As you'll see below, Eric mentioned using a TED Talk on day one, and, well, I'll let Eric take it from here (cross-posted from http://intellectualsprawl.blogspot.com/2012/08/how-and-when-to-show-ted-talk.html):
How and When to Show a TED TalkI wouldn't say that we show a lot of TED Talks to our AP Psych students, but (a) Yosup and I do watch a lot of them for ourselves, and (b) we do show some to students.
Jon Ronson, who is a documentary filmaker and author, wrote The Psychopath Test: A journey through the madness industry, gave a TED Talk on his experiences with the question of sanity. Strange Answers to the Psychopath Test is 18-minutes long:
I would go so far as to say that this one video could serve as the introduction to our AP Psychology class. Either explicitly or implicitly, there is every single topic that we address in the course in this one video. But do I show it? And if so, when?

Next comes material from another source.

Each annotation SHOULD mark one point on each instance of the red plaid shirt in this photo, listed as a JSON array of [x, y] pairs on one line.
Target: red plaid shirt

Part of me wants to lead off with this; use it as a teaser, use it as a draw. But, it's 18-minutes — an eternity for 17-year olds.
I mentioned this dilemma via Twitter, and you can see the dialogue that ensued between me and a Psych teacher in Durham, NC:
I'm not positive how I'll fit this into my 40-minute opening class, but I'm leaning toward teasing — just foreshadowing the questions and issues it raises — the video, asking students to take a position on the central question of the video ("Is there a definitive line that separates crazy from sane"), assigning students to watch the video for homework, and then having a discussion around the video during part of our next class (which will be an 80-minute period).